It's time to hear whether Google (NASDAQ:GOOG) can sing in Mandarin. The world's leading search engine is launching a legal digital-music downloading service in China this week, in hopes of showing up rivals such as Baidu.com (NASDAQ:BIDU) and Sohu.com's (NASDAQ:SOHU) Sogou, which have become havens for pirated MP3 file searches.

Google is doing this by the book. It has struck revenue-sharing deals with music labels to offer licensed digital downloads in a free, ad-supported format. The labels may not get much out of the deal, given the nascent stage of online advertising monetization in China, but it's better than nothing.

The labels have sued Baidu and Sohu before, but the courts have typically sided with the search engines. They do not host the illegal tracks, even though the third-party piracy sites do show up on MP3-specific searches. The labels did win a rare victory against Yahoo! (NASDAQ:YHOO) in a similar case last year, so they're going after the Chinese-based companies again this year.

The challenge for Google's white-hat approach is to win over conscientious Chinese music fans. But if Google's site proves to be too ad-riddled, or the selection too lean, young Internet users will probably go right back to the readily available pirated MP3s.
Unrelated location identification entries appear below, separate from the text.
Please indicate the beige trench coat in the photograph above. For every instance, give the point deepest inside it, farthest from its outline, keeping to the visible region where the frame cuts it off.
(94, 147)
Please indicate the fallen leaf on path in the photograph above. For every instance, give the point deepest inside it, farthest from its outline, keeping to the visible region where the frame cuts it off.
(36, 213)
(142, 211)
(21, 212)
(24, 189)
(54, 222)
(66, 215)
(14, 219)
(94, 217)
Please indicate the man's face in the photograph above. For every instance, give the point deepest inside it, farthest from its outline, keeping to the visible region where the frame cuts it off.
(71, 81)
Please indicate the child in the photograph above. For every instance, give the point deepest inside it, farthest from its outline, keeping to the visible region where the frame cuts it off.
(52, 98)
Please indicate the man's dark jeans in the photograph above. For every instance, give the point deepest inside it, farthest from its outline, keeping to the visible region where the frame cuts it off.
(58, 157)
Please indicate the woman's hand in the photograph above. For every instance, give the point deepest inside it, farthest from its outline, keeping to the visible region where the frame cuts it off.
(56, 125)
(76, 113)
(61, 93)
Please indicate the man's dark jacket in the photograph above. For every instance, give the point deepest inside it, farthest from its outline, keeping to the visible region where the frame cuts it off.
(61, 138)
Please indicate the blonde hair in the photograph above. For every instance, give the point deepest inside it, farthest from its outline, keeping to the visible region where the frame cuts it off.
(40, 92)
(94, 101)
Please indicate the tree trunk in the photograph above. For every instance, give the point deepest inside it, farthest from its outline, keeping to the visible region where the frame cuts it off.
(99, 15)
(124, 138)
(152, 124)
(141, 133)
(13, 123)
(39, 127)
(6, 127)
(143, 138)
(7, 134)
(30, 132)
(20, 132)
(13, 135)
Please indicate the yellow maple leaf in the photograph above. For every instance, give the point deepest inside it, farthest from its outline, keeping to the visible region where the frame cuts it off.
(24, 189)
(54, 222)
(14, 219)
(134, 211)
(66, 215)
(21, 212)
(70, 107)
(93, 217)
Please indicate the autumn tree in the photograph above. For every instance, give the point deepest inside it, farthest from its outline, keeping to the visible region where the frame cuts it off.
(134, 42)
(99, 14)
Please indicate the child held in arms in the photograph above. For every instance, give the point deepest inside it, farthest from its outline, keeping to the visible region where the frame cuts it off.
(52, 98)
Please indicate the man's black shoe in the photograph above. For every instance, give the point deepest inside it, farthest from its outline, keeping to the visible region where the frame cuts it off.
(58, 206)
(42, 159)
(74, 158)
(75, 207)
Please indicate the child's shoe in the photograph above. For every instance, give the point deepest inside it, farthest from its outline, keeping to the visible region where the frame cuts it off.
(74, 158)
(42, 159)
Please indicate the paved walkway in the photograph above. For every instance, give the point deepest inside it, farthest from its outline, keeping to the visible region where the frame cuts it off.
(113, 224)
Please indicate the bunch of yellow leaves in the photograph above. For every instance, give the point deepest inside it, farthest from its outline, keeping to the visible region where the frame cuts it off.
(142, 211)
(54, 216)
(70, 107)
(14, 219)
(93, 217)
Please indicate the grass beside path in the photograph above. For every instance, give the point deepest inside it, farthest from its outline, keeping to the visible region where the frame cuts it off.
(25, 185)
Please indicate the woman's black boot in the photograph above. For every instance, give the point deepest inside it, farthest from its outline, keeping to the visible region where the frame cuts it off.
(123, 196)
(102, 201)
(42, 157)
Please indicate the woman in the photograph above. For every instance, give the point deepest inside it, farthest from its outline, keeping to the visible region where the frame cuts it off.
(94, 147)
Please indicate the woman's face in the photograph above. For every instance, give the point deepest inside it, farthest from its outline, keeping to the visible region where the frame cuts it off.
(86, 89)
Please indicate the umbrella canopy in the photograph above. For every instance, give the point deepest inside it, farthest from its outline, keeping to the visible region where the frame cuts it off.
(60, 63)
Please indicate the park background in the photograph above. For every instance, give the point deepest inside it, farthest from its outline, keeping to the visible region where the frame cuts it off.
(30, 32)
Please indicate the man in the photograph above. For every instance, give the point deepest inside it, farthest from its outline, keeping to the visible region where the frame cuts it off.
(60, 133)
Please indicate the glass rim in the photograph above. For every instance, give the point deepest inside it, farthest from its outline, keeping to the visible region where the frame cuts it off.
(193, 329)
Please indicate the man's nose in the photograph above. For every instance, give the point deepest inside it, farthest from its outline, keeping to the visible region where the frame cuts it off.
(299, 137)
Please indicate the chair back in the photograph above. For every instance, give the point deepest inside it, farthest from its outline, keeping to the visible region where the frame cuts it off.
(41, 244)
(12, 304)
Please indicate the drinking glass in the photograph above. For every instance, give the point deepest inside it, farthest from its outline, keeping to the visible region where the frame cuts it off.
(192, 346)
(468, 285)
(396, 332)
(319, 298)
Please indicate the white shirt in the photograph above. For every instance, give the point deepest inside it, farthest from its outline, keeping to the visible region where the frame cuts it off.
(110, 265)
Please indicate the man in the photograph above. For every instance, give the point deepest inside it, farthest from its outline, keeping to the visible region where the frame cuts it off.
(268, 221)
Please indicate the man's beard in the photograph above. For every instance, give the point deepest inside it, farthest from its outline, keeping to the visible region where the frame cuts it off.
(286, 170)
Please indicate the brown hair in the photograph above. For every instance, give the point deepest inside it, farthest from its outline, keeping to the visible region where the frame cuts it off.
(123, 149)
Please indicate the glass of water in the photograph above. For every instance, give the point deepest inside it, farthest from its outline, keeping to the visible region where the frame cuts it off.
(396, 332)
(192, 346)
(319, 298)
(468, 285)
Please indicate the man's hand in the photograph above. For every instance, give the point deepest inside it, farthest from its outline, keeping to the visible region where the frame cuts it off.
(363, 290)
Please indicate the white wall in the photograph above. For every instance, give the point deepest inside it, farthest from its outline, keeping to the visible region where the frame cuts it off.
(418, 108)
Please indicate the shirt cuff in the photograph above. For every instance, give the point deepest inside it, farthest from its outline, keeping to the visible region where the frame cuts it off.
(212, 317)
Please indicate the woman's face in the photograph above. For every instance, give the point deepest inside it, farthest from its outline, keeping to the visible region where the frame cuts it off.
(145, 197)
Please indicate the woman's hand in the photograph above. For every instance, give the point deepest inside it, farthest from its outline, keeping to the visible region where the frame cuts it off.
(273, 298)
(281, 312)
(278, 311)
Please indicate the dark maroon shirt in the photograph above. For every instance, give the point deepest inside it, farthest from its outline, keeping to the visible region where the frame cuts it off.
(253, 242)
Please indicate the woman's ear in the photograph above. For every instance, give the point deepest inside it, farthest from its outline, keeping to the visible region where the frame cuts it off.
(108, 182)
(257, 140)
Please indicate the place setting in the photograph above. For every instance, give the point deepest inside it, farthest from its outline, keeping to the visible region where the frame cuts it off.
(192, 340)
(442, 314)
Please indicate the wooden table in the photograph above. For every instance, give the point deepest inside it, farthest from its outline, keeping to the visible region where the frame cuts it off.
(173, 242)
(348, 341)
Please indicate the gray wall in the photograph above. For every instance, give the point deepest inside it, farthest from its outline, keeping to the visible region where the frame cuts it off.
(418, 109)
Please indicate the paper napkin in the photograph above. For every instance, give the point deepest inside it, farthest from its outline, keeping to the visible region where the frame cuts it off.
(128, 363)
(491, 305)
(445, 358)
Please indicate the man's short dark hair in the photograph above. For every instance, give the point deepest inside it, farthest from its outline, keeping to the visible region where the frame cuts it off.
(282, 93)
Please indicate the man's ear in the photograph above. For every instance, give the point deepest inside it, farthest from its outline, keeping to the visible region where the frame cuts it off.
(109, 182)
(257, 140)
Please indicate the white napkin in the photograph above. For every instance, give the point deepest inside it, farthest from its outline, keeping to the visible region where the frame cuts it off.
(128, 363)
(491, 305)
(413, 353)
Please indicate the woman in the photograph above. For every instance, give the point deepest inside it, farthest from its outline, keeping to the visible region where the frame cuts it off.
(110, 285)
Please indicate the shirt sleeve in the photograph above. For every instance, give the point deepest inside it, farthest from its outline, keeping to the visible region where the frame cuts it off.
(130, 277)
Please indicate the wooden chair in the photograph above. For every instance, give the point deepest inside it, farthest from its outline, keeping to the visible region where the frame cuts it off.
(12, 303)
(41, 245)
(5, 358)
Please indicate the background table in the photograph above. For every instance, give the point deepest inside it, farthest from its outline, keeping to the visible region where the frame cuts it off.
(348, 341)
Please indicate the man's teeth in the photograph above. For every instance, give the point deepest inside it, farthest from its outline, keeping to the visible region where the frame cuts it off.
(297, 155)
What's more, Google isn't breaking new ground by taking the "do no evil" approach to succeed on China's digital-music scene. Baidu hooked up with Taiwan's Rock Music Group label last summer to launch an ad-supported music-streaming service. It also scored a similar deal with EMI. Two years ago, it teamed up with Viacom's (NYSE:VIA) MTV to roll out video streaming.

Bad to the Baidu
Going legit hasn't gotten in the way of Baidu's runaway success in the online space, either. Baidu remains China's leading search engine by a wide margin.

At the same time, evidence suggests that Baidu is becoming less of a source for pirated tunes. Web-tracking site Alexa.com has just 6% of Baidu's page views coming from its Chinese music search portal at mp3.baidu.com. Two years ago, Baidu was counting on its music engine to drive 15% of its overall traffic.

Has Baidu cleaned up its act so much that consumers are going elsewhere, or has China done a better job of converting file-snatching pirates into label-supporting ad consumers? Either way, Google's approach is commendable but certainly not original.

Following in America's footsteps
China may simply be following the example that we've set here in the States in recent years. Illegal downloading still runs rampant, but legal digital-music downloading services are here to stay. If someone were to tell you a decade ago that Apple (NASDAQ:AAPL) would become the country's leading music retailer, you would have laughed hysterically.

Trends come and go. China's music labels would naturally prefer to follow Apple's lead of selling tracks and digital CDs at premium prices, but they'll settle for the more palatable gateway drug in the form of ad-supported downloads.

Even then, the job won't be easy. Even if all of the leading portals are on board with Google's approach -- from Sohu to Baidu to SINA (NASDAQ:SINA) -- it will still be a tall order to get China's youth to pay for digital music in great numbers.

However, you have to start somewhere. In the music world, I guess you would call this an opening verse. The industry still needs to work its way up to a catchy hook.